Partner Organizations
Global Campaign for Peace Education. The Global Campaign for Peace Education (GCPE) is a non-formal, international organized network that promotes peace education among schools, families and communities to transform the culture of violence into a culture of peace. The GCPE has two goals: 1) to build public awareness and political support for the introduction of peace education into all spheres of education, including non-formal education, in all schools throughout the world, 2) to promote the education of all teachers to teach for peace.
International Institute on Peace Education. The first IIPE was held in 1982 at Teachers College, Columbia University in New York City. It was organized by Professors Betty A. Reardon, Willard Jacobson and Douglas Sloan in cooperation with the United Ministries in Education. These professors came together to apply their collective knowledge, wisdom and experience toward addressing the problem of nuclear proliferation. Over the years the IIPE has evolved into a weeklong residential experience for educators hosted in a different country every other summer. The Institute facilitates exchanges of theory and practical experiences in teaching peace education and serves to grow the field. In serving the field, the IIPE operates as an applied peace education laboratory that provides a space for pedagogical experimentation; cooperative, deep inquiry into shared issues; and advancing theoretical, practical and pedagogical applications. Since 1982, the IIPE has been hosted in over 18 countries, gathering hundreds of peace educators together for cooperative learning toward advancing the field of peace education in theory and practice.

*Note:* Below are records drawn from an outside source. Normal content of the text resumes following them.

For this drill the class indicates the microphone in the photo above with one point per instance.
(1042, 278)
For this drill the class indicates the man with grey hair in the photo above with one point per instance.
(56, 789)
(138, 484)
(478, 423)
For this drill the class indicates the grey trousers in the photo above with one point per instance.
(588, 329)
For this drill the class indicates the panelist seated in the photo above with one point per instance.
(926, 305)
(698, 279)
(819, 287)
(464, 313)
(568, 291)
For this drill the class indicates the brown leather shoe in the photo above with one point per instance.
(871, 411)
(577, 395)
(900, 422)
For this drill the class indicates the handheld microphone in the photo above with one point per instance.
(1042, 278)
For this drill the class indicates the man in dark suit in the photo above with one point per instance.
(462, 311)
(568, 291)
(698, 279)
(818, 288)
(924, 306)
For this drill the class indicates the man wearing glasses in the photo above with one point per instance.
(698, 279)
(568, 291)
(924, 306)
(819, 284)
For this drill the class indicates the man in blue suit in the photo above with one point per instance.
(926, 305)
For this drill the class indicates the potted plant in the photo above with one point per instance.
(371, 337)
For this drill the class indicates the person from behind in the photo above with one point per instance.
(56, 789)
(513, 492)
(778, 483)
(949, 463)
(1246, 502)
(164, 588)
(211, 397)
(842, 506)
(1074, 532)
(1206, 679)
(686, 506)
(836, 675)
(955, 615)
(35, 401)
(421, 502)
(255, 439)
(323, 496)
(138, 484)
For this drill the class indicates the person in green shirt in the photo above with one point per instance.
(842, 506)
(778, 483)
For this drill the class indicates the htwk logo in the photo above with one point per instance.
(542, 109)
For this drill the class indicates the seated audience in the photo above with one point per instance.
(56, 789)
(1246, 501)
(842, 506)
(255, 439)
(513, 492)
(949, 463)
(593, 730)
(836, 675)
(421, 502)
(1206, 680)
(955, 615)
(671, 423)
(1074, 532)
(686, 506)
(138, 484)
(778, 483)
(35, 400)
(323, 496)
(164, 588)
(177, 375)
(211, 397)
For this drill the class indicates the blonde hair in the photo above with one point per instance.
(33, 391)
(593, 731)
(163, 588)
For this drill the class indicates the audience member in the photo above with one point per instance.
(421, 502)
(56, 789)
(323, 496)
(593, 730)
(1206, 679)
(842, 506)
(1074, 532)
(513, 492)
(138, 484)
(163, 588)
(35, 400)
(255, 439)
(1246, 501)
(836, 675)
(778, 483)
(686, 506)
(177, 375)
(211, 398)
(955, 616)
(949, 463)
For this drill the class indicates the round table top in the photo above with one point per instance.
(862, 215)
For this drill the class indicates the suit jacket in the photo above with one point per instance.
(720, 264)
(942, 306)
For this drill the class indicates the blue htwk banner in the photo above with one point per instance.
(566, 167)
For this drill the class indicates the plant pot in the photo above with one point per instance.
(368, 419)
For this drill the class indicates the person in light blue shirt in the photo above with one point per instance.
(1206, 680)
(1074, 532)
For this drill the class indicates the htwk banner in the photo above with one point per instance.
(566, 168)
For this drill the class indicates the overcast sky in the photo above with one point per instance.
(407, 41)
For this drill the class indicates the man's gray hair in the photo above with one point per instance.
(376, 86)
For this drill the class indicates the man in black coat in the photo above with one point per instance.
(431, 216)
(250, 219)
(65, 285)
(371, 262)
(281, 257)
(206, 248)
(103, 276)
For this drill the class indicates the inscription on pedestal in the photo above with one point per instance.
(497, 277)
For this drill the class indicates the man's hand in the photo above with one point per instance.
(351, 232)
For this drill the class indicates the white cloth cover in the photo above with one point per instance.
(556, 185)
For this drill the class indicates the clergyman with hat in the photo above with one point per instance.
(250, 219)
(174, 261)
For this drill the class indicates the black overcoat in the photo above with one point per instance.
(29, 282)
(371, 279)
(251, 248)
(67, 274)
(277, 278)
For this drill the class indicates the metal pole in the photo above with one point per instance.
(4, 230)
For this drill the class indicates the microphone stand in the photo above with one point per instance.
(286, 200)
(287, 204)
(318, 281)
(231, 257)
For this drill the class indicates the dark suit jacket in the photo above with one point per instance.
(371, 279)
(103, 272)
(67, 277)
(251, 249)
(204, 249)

Peace Education Working Group of the Global Partnership for the Prevention of Armed Conflict (GPPAC). Since 2006, GPPAC members from all corners of the world have been working together to exchange information, skills, and strategies, on how best to engage and collaborate with key stakeholders in their education systems. They have formed a Peace Education Working Group that has helped support the integration of these core skills into the curriculum requirements, into teacher training, and curriculum development for use across countries and regions. This working group is unique. It brings together civil society, teachers, academia and representatives of Ministries of Education or relevant government agencies, creating a global multi-stakeholder platform.
Quaker Council for European Affairs. Broadly speaking, QCEA’s Peace Programme works to: promote nonviolent, whole-of-society peacebuilding policies; advocate for “peace education” which fosters stable societies; encourage cooperation and collaboration among peacebuilders; challenge militaristic definitions of security at the European level. QCEA is working to strengthen peace education involving movement-building from the ‘bottom up’, and influencing policy makers from the ‘top down’. The overarching goal is more, better-integrated, peace education across Europe, with EU policy makers championing and ultimately funding peace education as a peacebuilding and conflict prevention tool.
United Nations Academic Impact (UNAI). United Nations Academic Impact (UNAI) is an initiative that aligns institutions of higher education with the United Nations in supporting and contributing to the realization of United Nations goals and mandates, including the promotion and protection of human rights, access to education, sustainability and conflict resolution. Since 2010, UNAI has created a vibrant and diverse network of students, academics, scientists, researchers, think tanks, institutions of higher education, and educational partners. There are over 1400 member institutions in more than 145 countries that reach nearly 25 million people in the education and research sectors around the world. The work of these institutions is vital to achieving the Sustainable Development Goals as they serve as incubators of new ideas, inventions and solutions to the many global challenges we face. United Nations Academic Impact provides the integral link between the UN and these stakeholders to ensure that the international community harnesses the energy and innovation of young people and the research community in service to humanity.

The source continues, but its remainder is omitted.